Kyai-kyai zaman Hasyim Ansari menolak bersekolah, karena mereka tahu itu merupakan bagian dari hegemoni pemikiran Barat. Penundukkan terhadap mindset berpikir. Sampai kemudian, Belanda menetapkan semua pejabat pemerintah harus mempunyai ijazah sekolah. Zaman Jepang, ketika pemerintah Jepang membentuk tentara sukarela PETA, terbentuklah 65 batalyon. Dari 65 batalyon, 20 batalyon diantaranya komandannya adalah seorang kyai. Ketika tahun 1948 Bung Hatta menjadi perdana menteri, baru terjadi rekrutmen tentara, yang mana tentara yang profesional, harus ditunjukkan dengan kepemilikan ijazah.

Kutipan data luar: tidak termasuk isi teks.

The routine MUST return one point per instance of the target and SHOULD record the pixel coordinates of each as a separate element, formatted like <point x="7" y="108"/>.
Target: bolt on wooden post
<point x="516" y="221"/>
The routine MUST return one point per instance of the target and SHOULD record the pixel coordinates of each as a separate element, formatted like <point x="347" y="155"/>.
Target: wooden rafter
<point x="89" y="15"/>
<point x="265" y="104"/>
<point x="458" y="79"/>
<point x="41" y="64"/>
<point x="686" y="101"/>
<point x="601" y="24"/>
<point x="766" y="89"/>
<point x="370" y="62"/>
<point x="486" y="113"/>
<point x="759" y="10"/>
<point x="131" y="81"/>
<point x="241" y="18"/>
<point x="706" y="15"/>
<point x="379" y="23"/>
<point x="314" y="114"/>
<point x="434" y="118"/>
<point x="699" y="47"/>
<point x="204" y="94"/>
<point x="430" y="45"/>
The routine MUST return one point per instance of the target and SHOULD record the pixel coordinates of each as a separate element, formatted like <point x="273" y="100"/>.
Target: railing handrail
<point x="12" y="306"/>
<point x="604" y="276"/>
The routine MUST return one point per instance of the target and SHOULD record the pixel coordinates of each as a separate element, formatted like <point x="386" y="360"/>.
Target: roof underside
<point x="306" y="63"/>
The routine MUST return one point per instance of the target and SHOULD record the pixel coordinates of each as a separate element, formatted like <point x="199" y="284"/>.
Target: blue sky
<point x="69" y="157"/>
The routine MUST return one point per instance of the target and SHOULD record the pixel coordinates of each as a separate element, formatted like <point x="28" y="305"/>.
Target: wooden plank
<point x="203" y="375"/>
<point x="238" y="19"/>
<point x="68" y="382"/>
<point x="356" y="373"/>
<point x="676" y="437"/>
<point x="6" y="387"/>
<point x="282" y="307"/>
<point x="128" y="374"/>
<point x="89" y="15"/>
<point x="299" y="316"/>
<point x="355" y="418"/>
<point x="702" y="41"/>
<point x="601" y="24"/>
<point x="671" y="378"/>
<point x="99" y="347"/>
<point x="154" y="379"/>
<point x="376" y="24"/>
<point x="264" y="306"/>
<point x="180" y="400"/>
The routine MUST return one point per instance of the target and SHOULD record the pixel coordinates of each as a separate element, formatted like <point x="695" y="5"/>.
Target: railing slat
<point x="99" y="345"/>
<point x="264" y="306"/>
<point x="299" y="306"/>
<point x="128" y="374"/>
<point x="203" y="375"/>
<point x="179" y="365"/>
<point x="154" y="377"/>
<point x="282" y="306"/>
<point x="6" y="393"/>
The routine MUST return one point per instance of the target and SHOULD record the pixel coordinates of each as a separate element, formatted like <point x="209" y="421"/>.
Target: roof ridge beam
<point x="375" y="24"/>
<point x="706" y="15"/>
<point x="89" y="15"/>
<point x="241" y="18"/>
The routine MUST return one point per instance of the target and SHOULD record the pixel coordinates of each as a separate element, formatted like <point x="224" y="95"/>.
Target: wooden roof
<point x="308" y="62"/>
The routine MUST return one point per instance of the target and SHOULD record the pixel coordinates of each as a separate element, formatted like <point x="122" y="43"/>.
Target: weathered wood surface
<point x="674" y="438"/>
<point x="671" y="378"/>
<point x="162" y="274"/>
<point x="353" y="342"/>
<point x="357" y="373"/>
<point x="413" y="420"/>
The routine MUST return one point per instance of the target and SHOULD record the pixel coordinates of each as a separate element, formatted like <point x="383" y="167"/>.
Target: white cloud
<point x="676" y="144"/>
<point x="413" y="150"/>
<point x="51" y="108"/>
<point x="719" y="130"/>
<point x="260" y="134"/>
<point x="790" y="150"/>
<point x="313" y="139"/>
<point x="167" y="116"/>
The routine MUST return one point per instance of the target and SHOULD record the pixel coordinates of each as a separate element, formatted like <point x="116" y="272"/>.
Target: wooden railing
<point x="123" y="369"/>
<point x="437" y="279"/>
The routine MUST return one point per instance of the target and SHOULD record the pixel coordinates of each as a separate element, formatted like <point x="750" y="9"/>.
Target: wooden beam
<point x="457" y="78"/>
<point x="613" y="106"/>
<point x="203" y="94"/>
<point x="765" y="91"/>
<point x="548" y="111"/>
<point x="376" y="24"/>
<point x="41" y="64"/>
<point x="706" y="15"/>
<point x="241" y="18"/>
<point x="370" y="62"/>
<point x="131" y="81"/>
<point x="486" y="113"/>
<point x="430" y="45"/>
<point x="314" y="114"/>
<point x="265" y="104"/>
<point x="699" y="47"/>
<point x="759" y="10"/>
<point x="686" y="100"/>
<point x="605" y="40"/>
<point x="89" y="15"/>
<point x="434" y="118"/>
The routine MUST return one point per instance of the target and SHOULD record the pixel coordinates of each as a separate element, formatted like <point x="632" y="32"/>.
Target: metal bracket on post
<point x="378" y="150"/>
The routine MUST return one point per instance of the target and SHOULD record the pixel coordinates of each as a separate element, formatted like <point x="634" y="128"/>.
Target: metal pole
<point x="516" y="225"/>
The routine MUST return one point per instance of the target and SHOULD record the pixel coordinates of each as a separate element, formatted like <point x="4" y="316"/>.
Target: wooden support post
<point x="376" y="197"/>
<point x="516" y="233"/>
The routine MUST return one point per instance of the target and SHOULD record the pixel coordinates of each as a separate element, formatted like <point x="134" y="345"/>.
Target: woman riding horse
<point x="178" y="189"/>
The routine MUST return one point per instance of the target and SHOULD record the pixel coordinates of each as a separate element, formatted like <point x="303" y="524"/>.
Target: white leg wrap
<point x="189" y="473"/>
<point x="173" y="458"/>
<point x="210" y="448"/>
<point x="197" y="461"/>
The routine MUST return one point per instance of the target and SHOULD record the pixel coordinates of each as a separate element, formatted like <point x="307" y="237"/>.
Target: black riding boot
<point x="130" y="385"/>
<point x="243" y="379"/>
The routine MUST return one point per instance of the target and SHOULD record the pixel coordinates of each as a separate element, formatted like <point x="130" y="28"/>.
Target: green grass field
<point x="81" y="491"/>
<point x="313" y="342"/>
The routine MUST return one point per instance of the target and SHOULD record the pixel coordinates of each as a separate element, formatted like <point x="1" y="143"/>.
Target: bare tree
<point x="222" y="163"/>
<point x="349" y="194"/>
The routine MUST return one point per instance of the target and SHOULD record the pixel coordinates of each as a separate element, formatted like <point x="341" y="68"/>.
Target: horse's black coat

Waktu menunjukkan pukul 11 malam, acara sudah harus berakhir. Sebelum menutup acara, Cak Nun bertanya kepada audiens untuk disudahi atau dilanjut. Dengan lantang seluruh audiens yang memenuhi pelataran gedung PBNU meminta acara untuk dilanjut. Acara kemudian dilanjut dengan lantunan-lantunan khas Kiai Kanjeng, diselingi guyon khas Cak Nun. Juga bershalawat bersama. Acara berjalan begitu sangat khidmatnya sampai tidak terasa waktu telah menunjukkan pukul satu dini hari, acara kemudian ditutup dengan indal qiyam.